Hence, we identify five areas where future research could assist with estimation of the relative importance of processes outlined in Fig. 4 in driving coevolutionary dynamics in plant–pathogen interactions:

  • 1 Studies of the same interactions across multiple spatial scales will allow us to more accurately determine the relative importance of selection, and how it varies across space and time, metapopulation dynamics, and environmental heterogeneity, in driving host population resistance structure.
  • 2 Increasing the number of studies that span a greater range of host–pathogen interactions will enable us to better estimate how coevolutionary trajectories are determined by the life-histories of the host and its pathogen. Our preliminary analyses of a limited number studies suggest that both levels of resistance and their spatial structure may be driven by life-history features.
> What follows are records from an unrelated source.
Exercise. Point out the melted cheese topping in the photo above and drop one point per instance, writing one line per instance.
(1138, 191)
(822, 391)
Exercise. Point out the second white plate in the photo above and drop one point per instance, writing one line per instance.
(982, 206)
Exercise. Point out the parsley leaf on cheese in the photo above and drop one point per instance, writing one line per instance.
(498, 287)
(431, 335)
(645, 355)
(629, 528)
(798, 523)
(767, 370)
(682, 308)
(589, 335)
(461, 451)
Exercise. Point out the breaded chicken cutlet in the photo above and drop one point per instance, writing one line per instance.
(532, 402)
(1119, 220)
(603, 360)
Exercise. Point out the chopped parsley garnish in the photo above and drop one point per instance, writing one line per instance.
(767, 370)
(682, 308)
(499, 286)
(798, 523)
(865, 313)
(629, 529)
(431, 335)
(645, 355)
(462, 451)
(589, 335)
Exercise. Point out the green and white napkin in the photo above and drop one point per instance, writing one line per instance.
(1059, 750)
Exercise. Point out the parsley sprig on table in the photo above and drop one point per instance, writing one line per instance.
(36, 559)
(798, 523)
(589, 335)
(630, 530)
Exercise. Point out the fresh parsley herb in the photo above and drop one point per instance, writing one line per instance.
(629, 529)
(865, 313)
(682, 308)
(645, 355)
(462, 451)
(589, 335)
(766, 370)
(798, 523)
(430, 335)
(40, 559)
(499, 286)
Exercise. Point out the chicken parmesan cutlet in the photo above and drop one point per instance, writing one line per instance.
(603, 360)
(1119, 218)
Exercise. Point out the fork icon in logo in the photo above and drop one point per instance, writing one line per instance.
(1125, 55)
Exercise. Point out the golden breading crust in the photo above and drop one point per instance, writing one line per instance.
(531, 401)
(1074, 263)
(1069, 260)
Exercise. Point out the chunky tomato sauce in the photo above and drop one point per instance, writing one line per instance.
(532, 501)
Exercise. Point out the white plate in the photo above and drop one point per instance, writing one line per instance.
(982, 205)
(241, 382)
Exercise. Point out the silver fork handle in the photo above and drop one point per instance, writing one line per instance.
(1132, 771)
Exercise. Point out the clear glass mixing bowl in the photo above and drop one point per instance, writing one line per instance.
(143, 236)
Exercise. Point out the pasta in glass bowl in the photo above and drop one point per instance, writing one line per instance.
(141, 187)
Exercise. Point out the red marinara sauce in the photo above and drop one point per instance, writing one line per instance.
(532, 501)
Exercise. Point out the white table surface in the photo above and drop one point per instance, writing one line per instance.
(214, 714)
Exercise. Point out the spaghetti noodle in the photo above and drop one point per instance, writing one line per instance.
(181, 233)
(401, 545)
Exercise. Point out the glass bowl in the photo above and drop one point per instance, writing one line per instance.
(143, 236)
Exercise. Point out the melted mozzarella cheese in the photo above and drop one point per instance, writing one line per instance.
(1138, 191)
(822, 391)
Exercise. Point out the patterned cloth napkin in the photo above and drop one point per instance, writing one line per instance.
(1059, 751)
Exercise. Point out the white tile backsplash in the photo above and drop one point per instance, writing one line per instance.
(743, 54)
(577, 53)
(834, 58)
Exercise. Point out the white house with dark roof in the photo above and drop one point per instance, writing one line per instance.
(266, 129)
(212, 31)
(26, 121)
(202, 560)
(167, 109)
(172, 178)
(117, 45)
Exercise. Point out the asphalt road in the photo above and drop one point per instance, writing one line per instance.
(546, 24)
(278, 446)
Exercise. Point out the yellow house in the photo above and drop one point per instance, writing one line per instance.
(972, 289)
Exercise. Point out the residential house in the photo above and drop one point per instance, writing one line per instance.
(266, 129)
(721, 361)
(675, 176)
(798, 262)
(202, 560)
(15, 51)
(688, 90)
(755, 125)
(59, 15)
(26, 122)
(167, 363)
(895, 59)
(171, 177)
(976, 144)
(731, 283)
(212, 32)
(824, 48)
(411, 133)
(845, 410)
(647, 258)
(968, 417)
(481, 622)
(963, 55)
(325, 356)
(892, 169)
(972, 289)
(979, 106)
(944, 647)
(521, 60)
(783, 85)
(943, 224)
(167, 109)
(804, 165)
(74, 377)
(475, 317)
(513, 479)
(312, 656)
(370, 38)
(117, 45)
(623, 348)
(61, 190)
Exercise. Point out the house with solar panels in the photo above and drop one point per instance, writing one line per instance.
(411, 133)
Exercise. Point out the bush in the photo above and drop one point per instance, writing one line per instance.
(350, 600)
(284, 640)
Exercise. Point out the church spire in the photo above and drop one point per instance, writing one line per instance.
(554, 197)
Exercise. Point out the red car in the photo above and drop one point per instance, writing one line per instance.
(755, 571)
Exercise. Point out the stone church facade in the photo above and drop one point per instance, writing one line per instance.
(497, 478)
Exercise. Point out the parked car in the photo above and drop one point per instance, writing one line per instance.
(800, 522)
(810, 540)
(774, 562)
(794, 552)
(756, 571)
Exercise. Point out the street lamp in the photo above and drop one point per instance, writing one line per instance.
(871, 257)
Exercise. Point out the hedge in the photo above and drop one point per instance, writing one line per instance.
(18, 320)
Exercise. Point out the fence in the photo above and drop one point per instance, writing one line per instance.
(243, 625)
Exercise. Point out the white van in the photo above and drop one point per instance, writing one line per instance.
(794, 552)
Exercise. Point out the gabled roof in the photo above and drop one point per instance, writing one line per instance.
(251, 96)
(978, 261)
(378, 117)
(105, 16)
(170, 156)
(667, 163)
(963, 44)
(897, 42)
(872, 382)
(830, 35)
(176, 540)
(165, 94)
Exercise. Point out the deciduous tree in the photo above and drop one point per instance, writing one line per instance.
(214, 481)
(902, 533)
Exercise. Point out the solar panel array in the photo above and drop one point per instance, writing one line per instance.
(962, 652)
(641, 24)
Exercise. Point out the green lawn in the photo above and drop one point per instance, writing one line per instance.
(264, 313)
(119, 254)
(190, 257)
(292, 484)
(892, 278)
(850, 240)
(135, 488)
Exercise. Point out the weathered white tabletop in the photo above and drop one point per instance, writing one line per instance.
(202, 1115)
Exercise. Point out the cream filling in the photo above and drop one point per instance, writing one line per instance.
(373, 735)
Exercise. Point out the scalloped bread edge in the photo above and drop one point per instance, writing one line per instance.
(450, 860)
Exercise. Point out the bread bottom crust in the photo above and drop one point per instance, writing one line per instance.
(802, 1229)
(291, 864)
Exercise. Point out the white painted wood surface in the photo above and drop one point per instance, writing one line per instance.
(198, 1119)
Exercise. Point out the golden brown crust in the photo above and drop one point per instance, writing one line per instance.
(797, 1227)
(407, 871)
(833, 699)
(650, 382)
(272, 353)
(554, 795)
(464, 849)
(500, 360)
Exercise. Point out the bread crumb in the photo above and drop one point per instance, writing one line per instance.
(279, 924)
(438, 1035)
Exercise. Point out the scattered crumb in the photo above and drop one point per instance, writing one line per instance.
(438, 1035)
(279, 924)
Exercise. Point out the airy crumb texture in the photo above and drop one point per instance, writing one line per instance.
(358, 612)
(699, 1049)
  • 3 In the last decade it has become increasingly clear that both resistance and infectivity may be profoundly affected by environmental conditions through G (× G) × E interactions. Identification of key environmental variables driving the coevolutionary cycle is required to understand patterns of disease and how polymorphism is maintained in the interaction traits of both hosts and pathogens.
  • 4 Whilst the influence of spatial structure of coevolutionary dynamics has long been recognized, we are still far from a predictive understanding of how connectivity at different spatial scales generates spatial variation in disease resistance. Mapping of resistance across different spatial settings coupled with studies of experimental evolution will be most useful for this purpose. Species distributions are rapidly changing under human imposed fragmentation and climate change and we need to understand how this may impact on the resistance structure of natural plant populations and disease dynamics.
  • 5 We are still a long way from linking resistance phenotypes with molecular diversity, and the structure and function of particular proteins but, given that resistance may be a much more complex trait than traditionally assumed, an integrated ecogenomic approach is needed to fully understand variation in disease resistance.


This work was supported by NIH grant 5RO1 GMO74265-01A2.